House sustains sixth LePage veto, 2 more await override votes

The State House in Augusta.
The State House in Augusta.
Posted May 22, 2013, at 2:31 p.m.
Last modified May 22, 2013, at 3:58 p.m.

AUGUSTA, Maine — Gov. Paul LePage’s sixth veto withstood a House override vote Wednesday and will stand.

After minimal discussion, the House voted 88-55 in favor of overriding LePage’s veto of LD 387. That tally fell short of the two-thirds majority necessary for an override, thereby sustaining the veto. All Democrats and independents voted to override the veto. All Republicans voted to sustain it.

Sponsored by Democratic Rep. Richard Farnsworth of Portland, LD 387 sought to authorize a state study related to providing rental subsidies to MaineCare recipients with intellectual disabilities. In urging support for an override Wednesday, Farnsworth said the study would yield important information about how the Department of Health and Human Services and private providers can better meet the housing needs of developmentally disabled Mainers.

“Without looking into this situation, we have no way of knowing whether these Mainers are getting the care they need and deserve — or whether the state is using its dollars wisely,” Farnsworth said.

In his veto letter, LePage said it’s premature to conduct the study when DHHS is in the midst of consolidating and overhauling services for people with intellectual disabilities. He also objected to the fact that the study would increase the workload at DHHS.

The House still must consider two more pending vetoes. One, issued Friday, would overturn LD 319, a proposal by House Democratic Leader Seth Berry of Bowdoinham to have Maine Revenue Services review Maine’s conformity with a multi-state agreement on sales and use tax collection.

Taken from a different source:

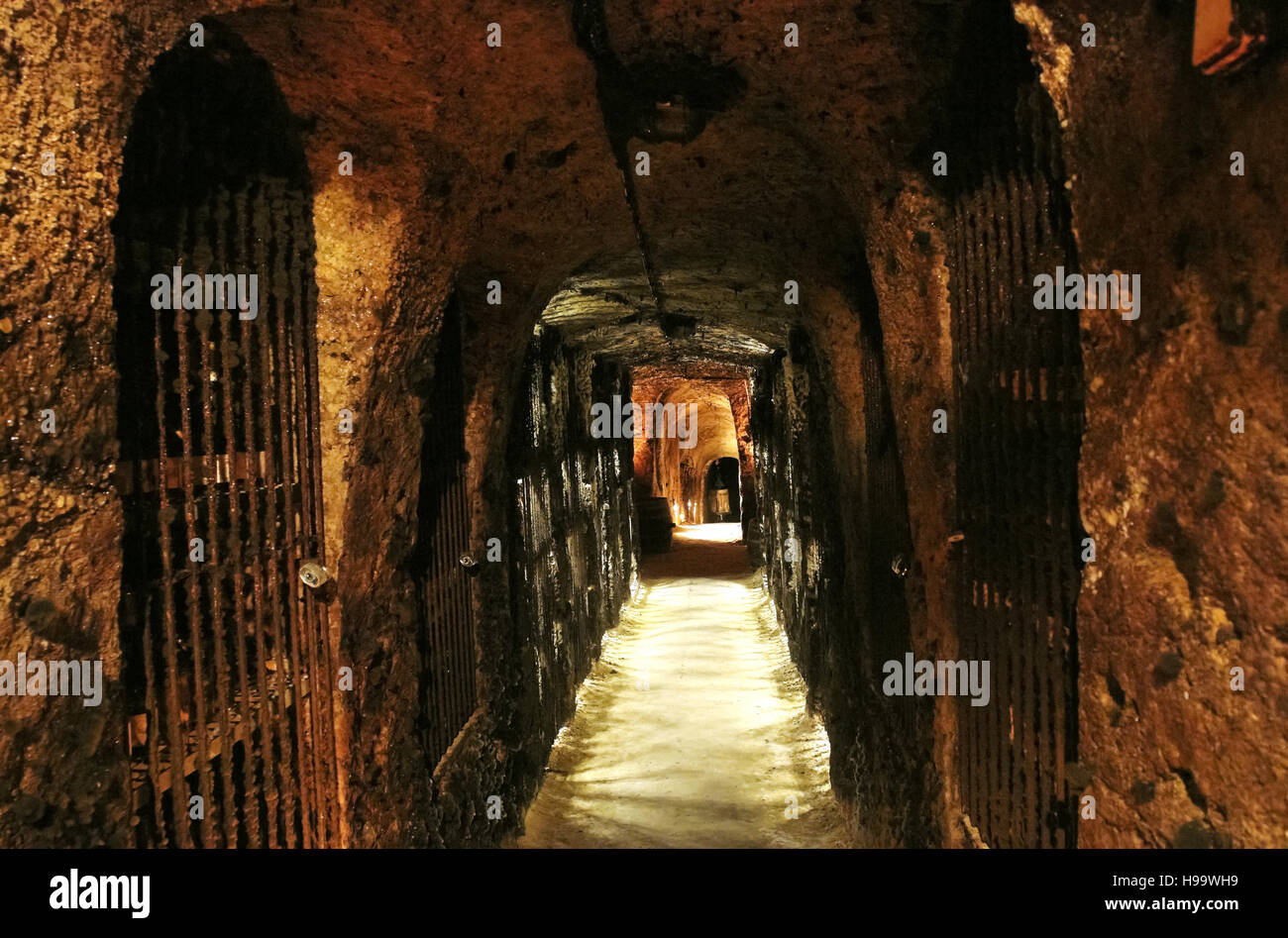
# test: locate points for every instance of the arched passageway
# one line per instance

The bill passed unanimously on May 7, but given elevated tension between minority Republicans and Democratic legislative leaders, it’s unlikely Republican lawmakers will oppose LePage’s veto of Berry’s bill. On previous veto override votes during this legislative session, many Republicans reversed their initial support for bills to sustain LePage’s vetoes.

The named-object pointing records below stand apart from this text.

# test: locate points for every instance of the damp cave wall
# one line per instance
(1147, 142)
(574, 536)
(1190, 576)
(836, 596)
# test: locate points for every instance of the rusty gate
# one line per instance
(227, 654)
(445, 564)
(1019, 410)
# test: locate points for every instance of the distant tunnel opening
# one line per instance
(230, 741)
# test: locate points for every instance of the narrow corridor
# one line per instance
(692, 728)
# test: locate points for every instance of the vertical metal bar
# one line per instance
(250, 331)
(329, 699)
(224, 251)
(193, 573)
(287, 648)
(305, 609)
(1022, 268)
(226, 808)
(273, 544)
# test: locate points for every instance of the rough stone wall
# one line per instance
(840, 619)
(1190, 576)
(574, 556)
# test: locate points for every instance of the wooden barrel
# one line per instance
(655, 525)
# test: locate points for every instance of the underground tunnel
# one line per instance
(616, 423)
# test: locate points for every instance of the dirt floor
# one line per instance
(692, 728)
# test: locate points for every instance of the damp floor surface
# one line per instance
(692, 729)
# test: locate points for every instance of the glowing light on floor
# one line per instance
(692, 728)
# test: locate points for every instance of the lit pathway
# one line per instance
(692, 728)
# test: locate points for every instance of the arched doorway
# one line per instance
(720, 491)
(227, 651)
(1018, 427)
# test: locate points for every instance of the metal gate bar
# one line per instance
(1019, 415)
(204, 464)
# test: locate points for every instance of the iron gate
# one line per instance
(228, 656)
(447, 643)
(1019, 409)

Democrats have increasingly criticized that practice.

“The flip-flop we just witnessed was disgraceful,” Rep. Drew Gattine, D-Westbrook, said in a prepared statement about Wednesday’s override vote. “Republicans have stood in this chamber to complain about the way services are delivered to Mainers with disabilities. But their rhetoric didn’t match reality today when they turned their backs on a study designed to help that population.”

On Monday, the same day he vetoed Farnsworth’s bill, LePage also vetoed LD 468, a proposal by independent Portland Rep. Ben Chipman to prohibit smoking on all University of Maine system and community college campuses, as well as Maine Maritime Academy.

Arguing that Maine people “are responsible enough to make their own decisions concerning tobacco” in his veto letter, LePage suggested that those who oppose tobacco use should propose legislation that would outlaw it entirely rather than “creating a patchwork of laws and locations where tobacco can and cannot be used.”

Two-thirds majorities in both the House and Senate are required to override a veto.